Yassamin Ansari has a message for the Trump administration: you're punishing people for doing everything right.
The congresswoman has been vocal in recent weeks about a quiet but consequential policy shift, a Trump administration pause on processing immigration applications for Iranian nationals already living legally in the United States. People with no criminal history and or no violations. Just people waiting on paperwork, now watching their legal status slowly evaporate.
"It's horrifying, actually," Rep. Ansari wrote on X.
To understand why she's so worked up, she provided an example of an Iranian national, married to an American citizen, raising kids who were born here, who has spent years building a career in the U.S. Under this policy, they may be required to leave the country to have their green card case processed abroad.

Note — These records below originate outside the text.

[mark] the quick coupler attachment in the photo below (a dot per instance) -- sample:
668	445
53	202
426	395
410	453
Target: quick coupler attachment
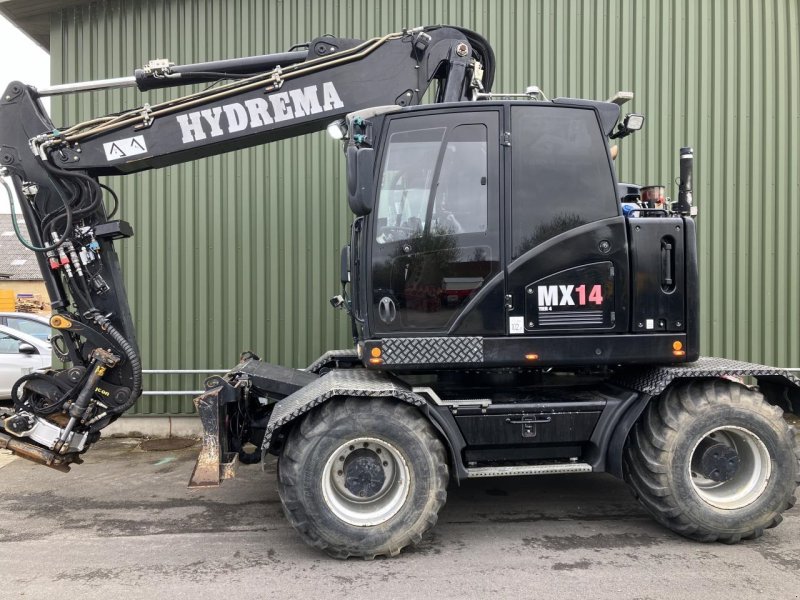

The problem? There is no U.S. embassy in Iran. Completing the process could mean returning to a country in the middle of political repression and, as of January 2026, a violent crackdown on its own citizens.
"They could be sent back into the hands of a brutal regime," Ansari said.
Her Plan for Relief
She introduced the Iranian Temporary Immigration Relief Act with Rep. Tom Suozzi (D-NY) to address exactly this situation. The bill would grant temporary protected status and work authorization to eligible Iranian nationals whose applications are stuck in limbo, keeping them legal and working and ensuring the government's own delays don't count against them.
The bill is deliberately narrow. It excludes anyone with a felony, national security concerns, or ties to the Iranian government or the Revolutionary Guard. Ansari's argument is simple; however, this isn't about open borders, it's about not punishing people for a bureaucratic backlog they didn't create.
She estimates more than 12,000 Iranians are currently affected, people embedded in American communities and workplaces.
Ansari pointed her finger directly at the administration's immigration policy advisor that orchestrated the immigration plan. "Stephen Miller has always pushed cruel and extreme policies," she said. "But this is beyond the pale. The human cost will be catastrophic."